I coloured it the week before.
I have a bed! I have bought a bed.
This is a city of professionally, rapidly aged jeans & old t-shirts and pressed immaculate suits. Of the two uniforms, I prefer the latter, for they are, at least what they claim to stand for.
my home has become a wonderfully little niche I occasionally slip into
last night one of the biggest YBAs served me in a bar
the first thing I did in london
was suss all the ways you can
eat for a pound
next I started walking everywhere
then I began to make friends
went out for a drink now and then
on small change
found a girlfriend we went away
on ryanair I came back
looked for work lost hope
found a job by chance
then more and more jobs were
of course offered me and now
everything is fine and small
so I'm back to looking
are liberating them
of their museums and libraries
and other wealth law and order
past and future
its about ensuring freedom
the freedom to shop
not preoccupy oneself
with implications for
hypocrisy takes care of that
over the phone
it's been quite
cautious, dry but
you can still read
something from it
from the 31 times
her name shows up
on the screen:
hey! My legs r in
pain as I did a
5km run on
wed. . .maybe we
can meet in
A bit sleepy. . .but
Out".had a nice
night. . .
Found my bank
Card! Have fun
René. . .not 2
hey mark. . .r u
up 4 a short
walk? I need a
break from my computer.13:42:12
my phone died in spain so I guess this one stops here.

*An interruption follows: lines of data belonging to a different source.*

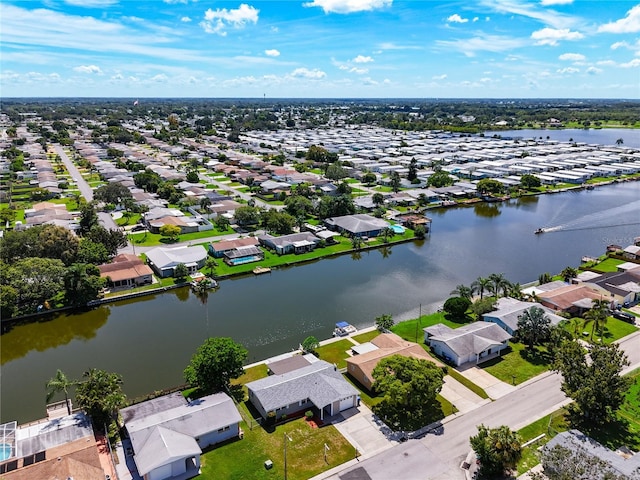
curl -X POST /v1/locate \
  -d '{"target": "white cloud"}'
[64,0,118,8]
[200,3,260,36]
[540,0,573,7]
[557,67,580,74]
[447,13,469,23]
[558,53,586,62]
[290,68,327,79]
[598,5,640,33]
[73,65,102,75]
[620,58,640,68]
[531,27,584,46]
[436,35,525,57]
[302,0,393,13]
[353,55,373,63]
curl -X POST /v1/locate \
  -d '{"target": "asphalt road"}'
[327,332,640,480]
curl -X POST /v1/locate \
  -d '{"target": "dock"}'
[253,267,271,275]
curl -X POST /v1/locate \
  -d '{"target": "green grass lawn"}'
[480,342,551,385]
[593,258,624,273]
[316,340,353,368]
[351,330,380,343]
[198,418,355,480]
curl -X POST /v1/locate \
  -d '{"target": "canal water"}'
[0,187,640,422]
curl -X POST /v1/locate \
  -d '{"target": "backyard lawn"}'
[316,340,353,368]
[479,342,551,385]
[198,418,355,480]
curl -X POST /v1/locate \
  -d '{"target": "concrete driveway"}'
[456,365,516,400]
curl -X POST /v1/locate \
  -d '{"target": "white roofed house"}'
[120,392,241,480]
[147,245,207,278]
[246,360,358,419]
[423,322,511,366]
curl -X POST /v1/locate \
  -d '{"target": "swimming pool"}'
[0,443,11,462]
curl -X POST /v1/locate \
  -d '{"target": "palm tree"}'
[451,284,473,300]
[471,277,491,300]
[45,369,80,415]
[489,273,511,297]
[560,267,578,283]
[584,299,609,340]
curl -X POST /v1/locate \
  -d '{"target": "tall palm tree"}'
[45,369,80,415]
[584,299,609,340]
[451,284,473,300]
[471,277,491,300]
[489,273,511,297]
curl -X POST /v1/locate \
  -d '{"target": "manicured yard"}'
[351,330,380,343]
[316,340,353,368]
[480,342,551,385]
[198,418,356,480]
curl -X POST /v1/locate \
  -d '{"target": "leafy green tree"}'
[560,267,578,283]
[471,277,491,300]
[372,355,444,430]
[160,223,182,242]
[450,284,473,300]
[45,369,80,415]
[518,306,551,349]
[376,313,395,333]
[553,341,631,431]
[469,425,522,478]
[584,299,609,340]
[520,173,542,189]
[442,297,471,318]
[427,170,454,188]
[284,195,313,218]
[64,263,106,306]
[93,182,133,205]
[184,337,247,392]
[301,335,320,354]
[234,205,260,226]
[389,171,401,193]
[477,178,505,195]
[362,172,378,185]
[76,368,127,428]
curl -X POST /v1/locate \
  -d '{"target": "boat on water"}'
[333,322,358,337]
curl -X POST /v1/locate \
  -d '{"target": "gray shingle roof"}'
[247,360,358,412]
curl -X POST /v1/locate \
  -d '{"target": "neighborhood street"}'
[316,332,640,480]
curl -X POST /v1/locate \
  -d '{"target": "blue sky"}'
[0,0,640,99]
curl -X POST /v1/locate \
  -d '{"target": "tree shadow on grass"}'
[520,347,553,365]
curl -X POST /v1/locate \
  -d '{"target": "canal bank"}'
[0,182,640,422]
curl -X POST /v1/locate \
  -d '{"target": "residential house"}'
[147,245,207,278]
[258,232,320,255]
[324,213,390,237]
[544,430,640,480]
[0,409,105,480]
[482,297,563,335]
[347,333,443,390]
[120,392,242,480]
[423,322,511,366]
[209,237,260,258]
[246,360,358,419]
[98,253,153,289]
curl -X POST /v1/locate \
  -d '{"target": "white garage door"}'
[340,397,353,411]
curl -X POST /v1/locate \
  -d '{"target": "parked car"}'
[611,310,636,323]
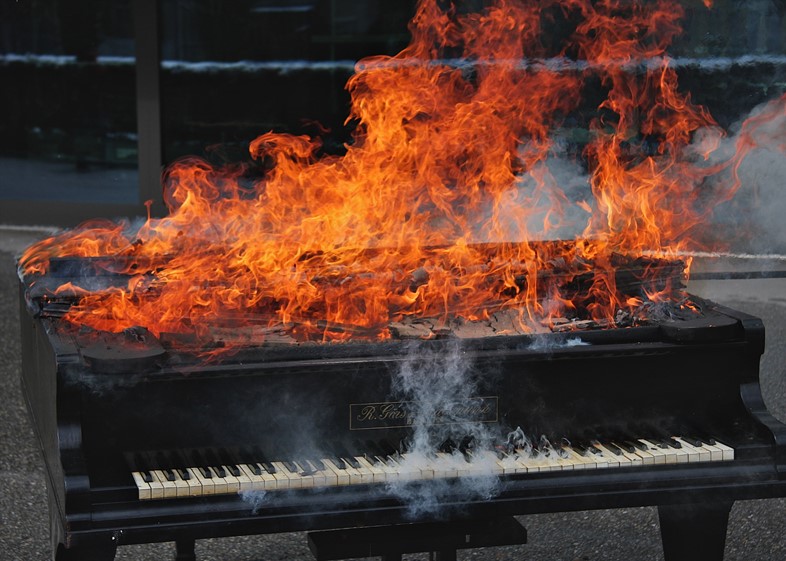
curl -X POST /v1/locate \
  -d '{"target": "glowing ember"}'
[20,0,786,346]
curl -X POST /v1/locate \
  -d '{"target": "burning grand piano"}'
[19,0,786,561]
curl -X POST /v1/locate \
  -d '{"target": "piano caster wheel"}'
[175,539,196,561]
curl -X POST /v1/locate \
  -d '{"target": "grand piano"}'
[15,255,786,561]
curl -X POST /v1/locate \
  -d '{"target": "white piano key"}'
[210,466,230,495]
[191,468,216,495]
[711,440,734,461]
[593,442,631,467]
[270,462,303,489]
[322,458,349,485]
[355,456,387,483]
[148,470,164,499]
[151,469,177,499]
[672,436,710,463]
[220,466,240,495]
[372,457,400,482]
[175,468,202,497]
[563,446,596,469]
[639,438,664,464]
[131,471,153,501]
[614,444,644,467]
[312,460,338,487]
[235,464,254,493]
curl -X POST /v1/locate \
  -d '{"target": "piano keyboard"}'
[132,436,734,500]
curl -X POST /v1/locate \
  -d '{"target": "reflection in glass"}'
[0,0,139,203]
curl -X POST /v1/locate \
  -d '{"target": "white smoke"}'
[386,343,499,516]
[707,97,786,254]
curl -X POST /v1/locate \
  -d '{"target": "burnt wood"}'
[20,276,786,561]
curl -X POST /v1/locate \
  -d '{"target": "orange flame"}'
[20,0,784,339]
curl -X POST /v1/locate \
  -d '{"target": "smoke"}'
[708,96,786,253]
[386,342,499,517]
[240,490,268,514]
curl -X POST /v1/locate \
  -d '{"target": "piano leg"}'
[658,501,732,561]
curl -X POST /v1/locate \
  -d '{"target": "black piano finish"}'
[16,280,786,561]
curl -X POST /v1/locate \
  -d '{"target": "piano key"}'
[270,462,303,489]
[221,466,240,493]
[131,471,153,501]
[240,464,278,491]
[131,435,734,500]
[673,437,710,463]
[191,467,219,495]
[709,439,734,461]
[150,469,177,499]
[243,462,262,475]
[356,456,387,483]
[323,458,349,485]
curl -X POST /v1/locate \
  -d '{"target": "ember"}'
[20,0,786,347]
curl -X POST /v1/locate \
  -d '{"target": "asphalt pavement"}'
[0,227,786,561]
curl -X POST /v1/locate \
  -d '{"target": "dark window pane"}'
[161,0,415,162]
[0,0,139,203]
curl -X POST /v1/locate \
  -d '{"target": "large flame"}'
[21,0,780,339]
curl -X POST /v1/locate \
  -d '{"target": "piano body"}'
[16,274,786,561]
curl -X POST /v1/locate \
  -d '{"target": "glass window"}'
[161,0,415,162]
[0,0,139,203]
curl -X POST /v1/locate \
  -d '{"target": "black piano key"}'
[336,446,360,469]
[663,436,682,450]
[205,448,227,479]
[680,435,704,448]
[623,439,649,452]
[611,440,636,454]
[459,434,475,455]
[246,462,262,475]
[379,438,403,461]
[218,448,241,477]
[252,446,278,475]
[554,438,570,459]
[437,437,456,454]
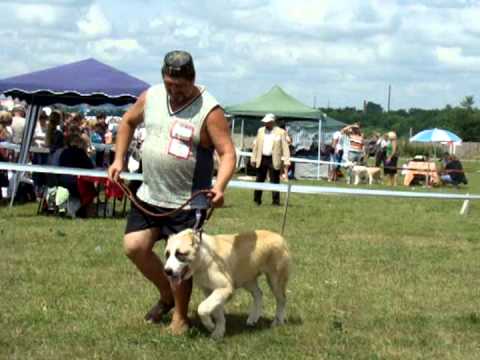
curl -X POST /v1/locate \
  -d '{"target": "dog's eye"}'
[175,250,188,261]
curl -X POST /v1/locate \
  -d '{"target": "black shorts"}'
[125,198,207,240]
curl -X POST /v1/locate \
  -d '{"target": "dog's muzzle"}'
[165,266,192,285]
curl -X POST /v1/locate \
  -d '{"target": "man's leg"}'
[253,157,268,205]
[170,278,193,335]
[269,164,281,205]
[123,228,174,322]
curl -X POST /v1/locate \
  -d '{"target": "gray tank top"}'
[137,84,219,209]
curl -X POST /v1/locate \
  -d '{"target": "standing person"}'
[32,110,48,201]
[108,51,236,334]
[383,131,398,186]
[375,133,388,167]
[11,106,26,144]
[250,114,290,205]
[330,130,343,182]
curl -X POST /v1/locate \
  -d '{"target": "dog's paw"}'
[247,314,260,326]
[200,316,215,332]
[210,327,225,340]
[271,317,285,327]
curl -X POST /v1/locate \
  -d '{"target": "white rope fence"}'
[0,162,480,212]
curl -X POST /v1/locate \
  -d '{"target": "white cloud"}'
[436,47,480,70]
[77,4,112,37]
[87,38,145,61]
[15,4,59,26]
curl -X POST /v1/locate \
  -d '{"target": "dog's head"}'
[165,229,200,283]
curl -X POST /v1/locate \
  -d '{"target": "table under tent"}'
[0,59,149,204]
[225,85,346,179]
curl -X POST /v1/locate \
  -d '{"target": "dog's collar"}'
[192,209,203,245]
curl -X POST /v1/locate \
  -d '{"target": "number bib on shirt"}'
[168,120,195,160]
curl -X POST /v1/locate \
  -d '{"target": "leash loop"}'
[114,180,214,225]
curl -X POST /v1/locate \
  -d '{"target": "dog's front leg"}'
[198,287,233,339]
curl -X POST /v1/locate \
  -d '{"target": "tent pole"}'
[317,118,323,180]
[240,119,245,150]
[10,104,40,207]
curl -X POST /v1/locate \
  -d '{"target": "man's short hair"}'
[95,111,107,119]
[162,50,195,80]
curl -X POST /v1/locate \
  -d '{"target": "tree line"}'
[320,96,480,142]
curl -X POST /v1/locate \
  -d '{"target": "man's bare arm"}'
[108,91,146,181]
[202,107,236,206]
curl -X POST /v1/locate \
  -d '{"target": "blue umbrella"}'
[410,128,462,143]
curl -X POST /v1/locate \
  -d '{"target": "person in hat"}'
[250,114,290,205]
[108,50,236,334]
[383,131,398,186]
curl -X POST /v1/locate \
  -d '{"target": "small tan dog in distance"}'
[165,229,290,339]
[352,165,382,185]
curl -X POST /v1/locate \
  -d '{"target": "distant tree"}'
[460,95,475,110]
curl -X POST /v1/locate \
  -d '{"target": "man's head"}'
[262,114,275,129]
[95,111,107,122]
[162,50,195,103]
[12,106,25,117]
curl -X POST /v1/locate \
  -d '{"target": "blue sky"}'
[0,0,480,109]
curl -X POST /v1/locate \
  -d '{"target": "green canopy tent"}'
[225,85,345,177]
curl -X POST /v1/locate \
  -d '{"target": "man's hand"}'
[108,160,124,182]
[208,188,225,207]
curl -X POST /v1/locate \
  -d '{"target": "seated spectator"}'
[45,110,65,154]
[440,155,468,187]
[58,129,96,216]
[0,111,12,142]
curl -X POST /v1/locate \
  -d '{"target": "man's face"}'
[163,75,195,103]
[265,121,274,130]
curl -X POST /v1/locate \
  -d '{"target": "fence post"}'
[460,193,470,215]
[281,182,292,235]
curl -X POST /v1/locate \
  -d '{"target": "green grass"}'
[0,163,480,359]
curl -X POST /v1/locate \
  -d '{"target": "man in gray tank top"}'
[108,51,236,334]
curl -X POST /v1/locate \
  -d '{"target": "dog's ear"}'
[190,230,201,249]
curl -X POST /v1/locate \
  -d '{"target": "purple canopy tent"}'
[0,59,150,204]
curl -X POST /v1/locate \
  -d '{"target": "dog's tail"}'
[266,244,290,325]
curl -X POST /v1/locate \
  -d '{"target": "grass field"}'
[0,162,480,359]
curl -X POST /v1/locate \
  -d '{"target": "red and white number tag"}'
[168,121,195,159]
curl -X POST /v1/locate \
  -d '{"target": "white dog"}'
[165,229,289,339]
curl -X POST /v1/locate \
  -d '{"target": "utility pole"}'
[387,85,392,112]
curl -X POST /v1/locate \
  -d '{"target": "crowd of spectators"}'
[0,106,131,217]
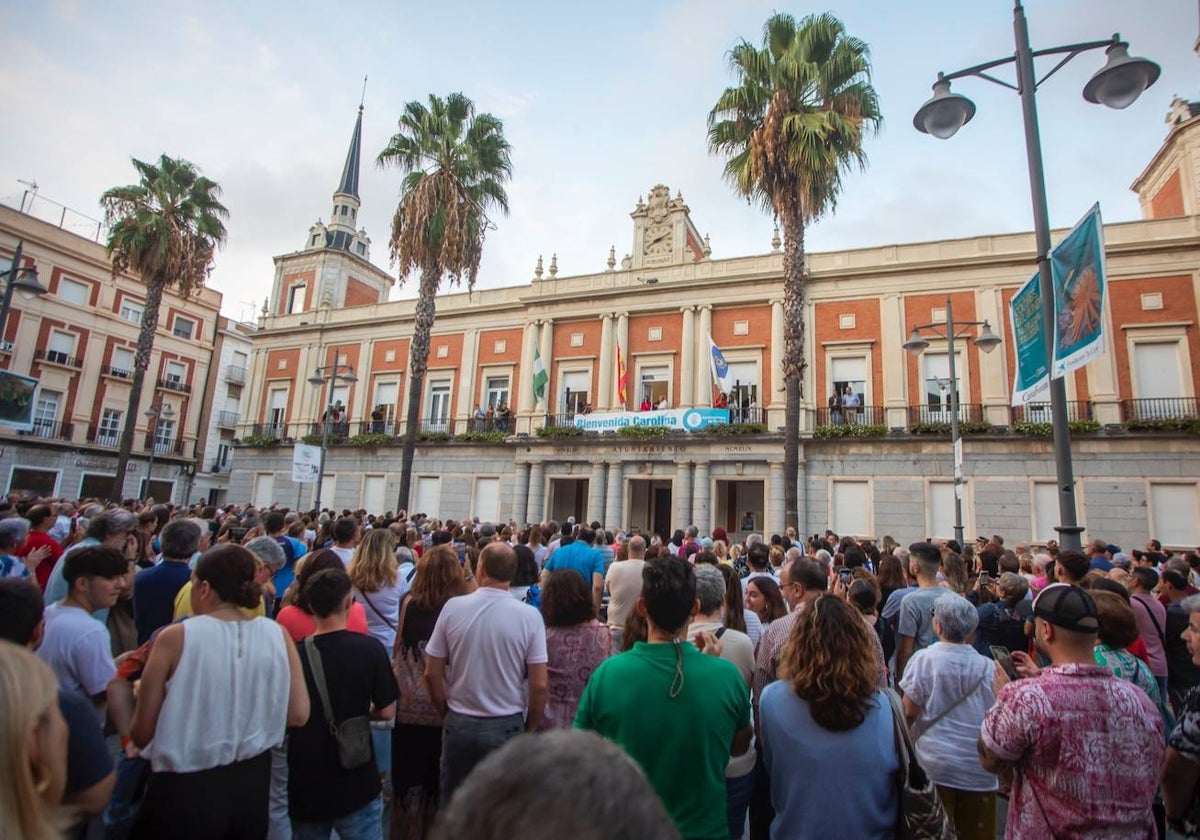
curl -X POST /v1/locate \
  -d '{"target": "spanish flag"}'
[617,344,629,408]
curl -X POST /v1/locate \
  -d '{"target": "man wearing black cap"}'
[979,583,1165,838]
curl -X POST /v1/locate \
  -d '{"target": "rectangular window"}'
[170,316,196,338]
[108,347,133,378]
[829,481,872,536]
[486,377,509,408]
[121,298,145,324]
[59,277,91,306]
[96,408,124,446]
[637,365,671,408]
[46,330,74,365]
[1150,484,1200,550]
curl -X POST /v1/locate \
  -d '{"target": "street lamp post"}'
[0,240,47,341]
[913,0,1159,551]
[308,364,359,510]
[138,397,175,502]
[904,296,1000,546]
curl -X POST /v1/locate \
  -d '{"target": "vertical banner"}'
[0,371,37,432]
[1050,204,1105,379]
[1008,274,1050,406]
[292,443,320,484]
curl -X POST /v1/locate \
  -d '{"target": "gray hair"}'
[934,593,979,643]
[0,516,29,548]
[244,536,288,569]
[696,564,725,616]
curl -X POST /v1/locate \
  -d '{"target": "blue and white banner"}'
[574,408,730,432]
[1050,204,1105,379]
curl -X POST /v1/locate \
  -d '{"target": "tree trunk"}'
[781,212,810,533]
[396,268,442,516]
[110,278,166,502]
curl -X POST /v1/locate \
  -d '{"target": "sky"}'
[0,0,1200,319]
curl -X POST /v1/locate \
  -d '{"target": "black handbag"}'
[304,636,374,770]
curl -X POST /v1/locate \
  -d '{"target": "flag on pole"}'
[533,347,550,402]
[708,332,730,391]
[617,344,629,408]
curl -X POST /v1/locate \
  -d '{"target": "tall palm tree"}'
[100,155,229,499]
[376,94,512,509]
[708,13,881,524]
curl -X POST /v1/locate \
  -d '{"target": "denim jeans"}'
[725,769,754,840]
[440,712,524,806]
[292,797,383,840]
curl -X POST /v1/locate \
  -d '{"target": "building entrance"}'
[626,479,671,542]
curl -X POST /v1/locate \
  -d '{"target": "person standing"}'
[978,583,1171,839]
[425,542,549,802]
[575,557,751,840]
[288,569,398,840]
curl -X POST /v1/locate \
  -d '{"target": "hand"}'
[1013,650,1042,678]
[691,630,725,658]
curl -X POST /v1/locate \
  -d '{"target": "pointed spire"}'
[334,104,365,198]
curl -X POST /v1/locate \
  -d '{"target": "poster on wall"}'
[0,371,37,432]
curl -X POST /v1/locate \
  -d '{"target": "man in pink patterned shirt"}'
[979,583,1165,840]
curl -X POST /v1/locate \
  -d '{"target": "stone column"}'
[768,461,787,534]
[671,461,691,528]
[600,461,625,529]
[512,463,536,526]
[595,314,617,412]
[527,461,546,524]
[676,306,696,408]
[680,461,713,529]
[612,312,637,410]
[695,304,713,407]
[584,461,606,522]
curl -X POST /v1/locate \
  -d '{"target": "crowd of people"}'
[0,498,1200,840]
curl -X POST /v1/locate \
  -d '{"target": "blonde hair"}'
[347,528,398,593]
[0,641,65,840]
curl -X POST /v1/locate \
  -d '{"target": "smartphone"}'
[991,644,1021,679]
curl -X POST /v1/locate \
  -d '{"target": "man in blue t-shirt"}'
[541,528,604,616]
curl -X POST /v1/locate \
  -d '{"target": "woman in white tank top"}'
[130,544,308,838]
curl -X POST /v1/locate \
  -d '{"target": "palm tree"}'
[708,13,881,524]
[376,94,512,509]
[100,155,229,499]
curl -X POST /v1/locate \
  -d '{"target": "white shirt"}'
[37,604,116,701]
[425,587,547,718]
[142,616,292,773]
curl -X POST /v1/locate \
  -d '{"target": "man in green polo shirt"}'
[575,557,750,840]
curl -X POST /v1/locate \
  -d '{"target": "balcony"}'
[100,365,133,379]
[158,377,192,394]
[1013,400,1092,424]
[18,420,72,440]
[1121,397,1200,425]
[34,349,83,368]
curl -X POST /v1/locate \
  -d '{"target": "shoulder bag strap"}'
[304,636,337,734]
[913,671,989,743]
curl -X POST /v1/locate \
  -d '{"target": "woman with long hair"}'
[0,641,67,840]
[346,528,404,654]
[130,545,309,840]
[758,595,900,840]
[745,575,787,628]
[390,545,467,840]
[539,569,612,731]
[275,548,368,642]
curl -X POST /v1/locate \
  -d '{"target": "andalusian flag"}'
[617,344,629,408]
[533,347,550,401]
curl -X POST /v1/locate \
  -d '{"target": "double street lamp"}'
[912,0,1159,551]
[139,397,175,502]
[308,365,359,510]
[904,298,1000,546]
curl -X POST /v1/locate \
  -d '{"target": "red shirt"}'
[17,530,62,592]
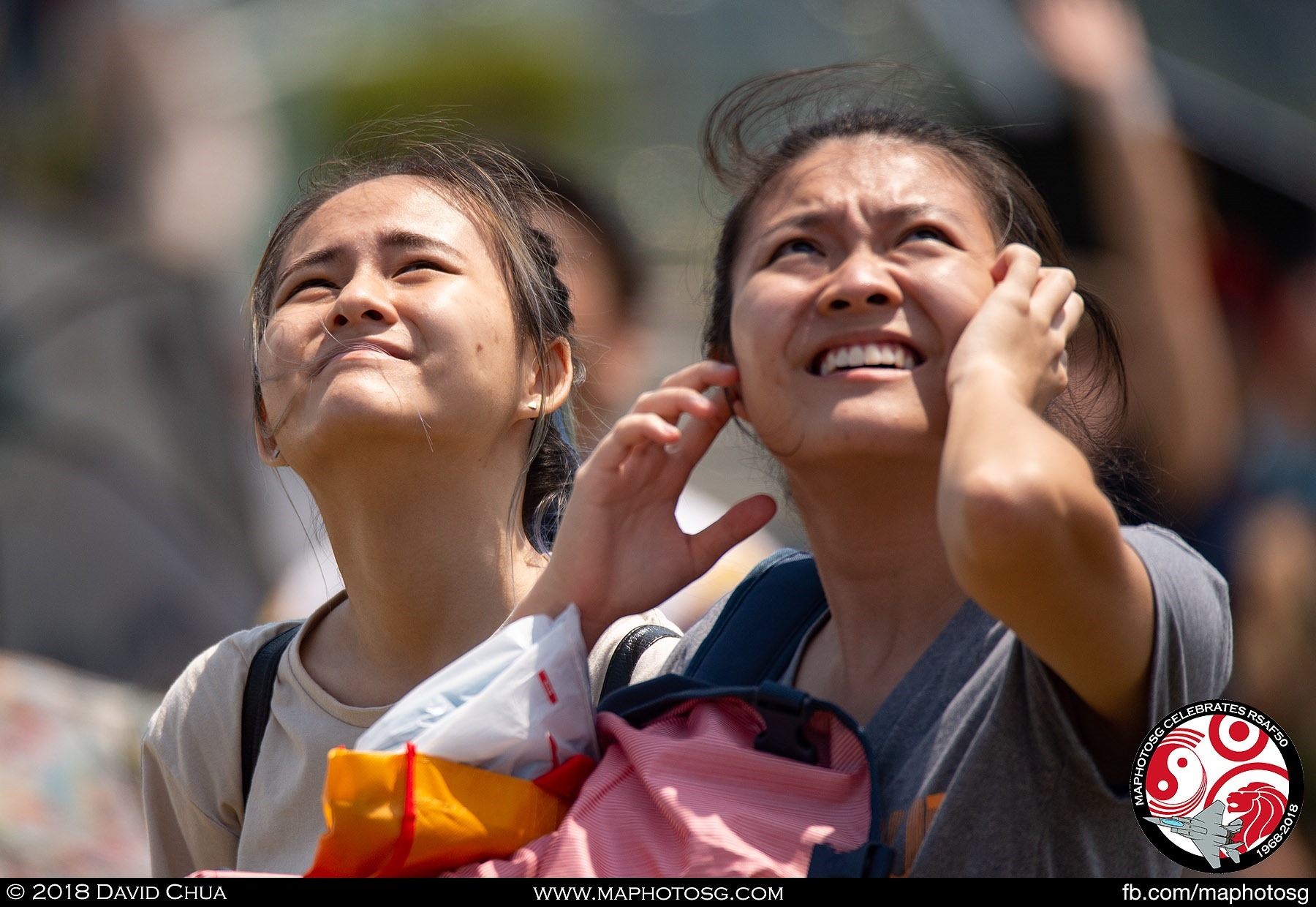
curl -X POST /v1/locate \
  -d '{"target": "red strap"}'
[534,753,594,803]
[374,739,416,876]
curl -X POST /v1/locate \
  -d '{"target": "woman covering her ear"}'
[507,69,1230,877]
[143,124,586,876]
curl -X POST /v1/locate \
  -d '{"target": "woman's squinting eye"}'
[905,227,949,242]
[283,278,333,301]
[768,238,820,262]
[398,260,447,274]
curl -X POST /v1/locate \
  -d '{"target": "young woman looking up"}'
[523,72,1230,876]
[143,131,575,876]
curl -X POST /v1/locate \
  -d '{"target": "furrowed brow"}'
[382,230,464,260]
[273,247,342,287]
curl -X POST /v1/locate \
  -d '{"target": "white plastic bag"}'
[355,606,599,779]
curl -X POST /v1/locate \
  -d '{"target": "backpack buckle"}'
[750,683,819,765]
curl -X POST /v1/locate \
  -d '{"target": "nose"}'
[329,274,398,331]
[817,249,904,313]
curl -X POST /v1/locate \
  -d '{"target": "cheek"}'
[255,319,300,382]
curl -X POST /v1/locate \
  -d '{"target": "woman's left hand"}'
[946,244,1083,413]
[513,361,776,645]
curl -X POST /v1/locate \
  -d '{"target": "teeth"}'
[819,344,918,378]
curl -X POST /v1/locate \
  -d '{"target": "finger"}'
[689,495,776,575]
[1029,267,1076,326]
[658,359,740,391]
[592,412,681,473]
[991,242,1043,288]
[668,395,732,470]
[630,385,717,425]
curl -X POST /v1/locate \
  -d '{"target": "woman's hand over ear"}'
[513,361,776,645]
[946,244,1083,413]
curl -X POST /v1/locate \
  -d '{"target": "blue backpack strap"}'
[242,621,301,803]
[686,549,826,686]
[599,674,892,878]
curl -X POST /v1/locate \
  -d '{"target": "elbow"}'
[938,462,1119,595]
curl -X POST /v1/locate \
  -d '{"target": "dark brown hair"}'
[701,64,1127,470]
[249,120,581,552]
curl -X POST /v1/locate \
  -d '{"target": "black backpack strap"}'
[686,549,826,686]
[599,624,681,699]
[599,674,893,878]
[242,622,301,803]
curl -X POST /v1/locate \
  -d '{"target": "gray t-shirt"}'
[668,525,1232,877]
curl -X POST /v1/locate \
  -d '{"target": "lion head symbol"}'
[1228,780,1288,851]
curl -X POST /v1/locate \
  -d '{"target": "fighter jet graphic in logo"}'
[1142,800,1242,869]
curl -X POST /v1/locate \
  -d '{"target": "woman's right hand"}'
[512,361,776,645]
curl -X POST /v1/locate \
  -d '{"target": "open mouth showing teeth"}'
[812,344,923,378]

Your life is filled with ghosts
Leaving little space for
Us mere mortals.
One of them is dead
One gone, having moved on
Unlike you who'd rather
Roll the past over and over
To idealise what you haven't
And safely distance what you have.
I'm so grateful for your honesty,
The changes I feel at work. . .
Your ability to talk openly
About the past but presently
That you're not here
When with me for wanting
Nothing more than memories
And sadness over life's loss, lost lives
Awkward I'm sorries, ceaseless comparisons
Vexed desires, requited but impossible loves
Relegated to the realm of what might have been
If only you'd had one last conversation, if only
He hadn't met someone else, if only life weren't so. . .
Bittersweet? You mean? A closet romantic:
One of your many secrets
Secreted away perhaps even from yourself
And covered up in other words used
By you to shape the space you actively occupy
Where nothing means that much
And everything is
In order and overall
Out of mind.
Do you think this is feeling?
Why does everyone seem a caricature?
A hot blooded drama queen
So cold and logical, questioning everything
All so unmeaning
That I feel little desire left for closeness
Little desire for anything or anyone at all.